Approximation by linear sampling operators in Banach spaces
Yurii Kolomoitsev
TL;DR
This work develops a comprehensive theory of approximation by linear sampling operators in general Banach lattices $X$, establishing direct and inverse estimates, convergence criteria, and strong converse inequalities that extend beyond classical $L_p$ spaces. By leveraging Steklov averaging and tailored moduli of smoothness, the authors connect sampling-operator errors to semi-discrete $K$-functionals and smoothness functionals, yielding a unified framework for both periodic and non-periodic settings. The results cover a broad class of sampling operators, including Lagrange-type and quasi-interpolation schemes, and provide concrete examples with Bochner–Riesz, Fejér, and sinc-type kernels, together with precise conditions under which the bounds hold.

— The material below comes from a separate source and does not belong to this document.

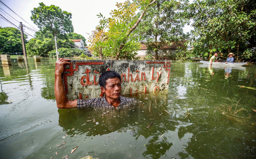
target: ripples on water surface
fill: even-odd
[[[255,158],[255,66],[174,62],[168,90],[104,114],[58,109],[55,59],[15,60],[0,66],[0,158]]]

The practical impact lies in enlarging the class of Banach-lattice function spaces and sampling schemes for which sharp, verifiable approximation guarantees can be obtained, with explicit inverse-type and strong-converse statements. Overall, the paper advances the theoretical foundations of sampling-based approximation by unifying direct, inverse, and strong-converse results via $K$-functionals and Steklov-based smoothness across periodic and non-periodic domains.
Abstract
This paper studies approximation properties of linear sampling operators in general Banach lattices $X$. We obtain matching direct and inverse approximation estimates, convergence criteria, equivalence results involving special $K$-functionals and their realizations by sampling operators, as well as strong converse inequalities, which, to the best of our knowledge, have not been previously established for sampling operators even in the classical spaces $L_p$. The results extend several classical theorems previously known mainly in $L_p$ and apply to all functions $f\in X$ for which the corresponding sampling operator is well defined, thereby substantially enlarging the class of functions that can be considered in this framework.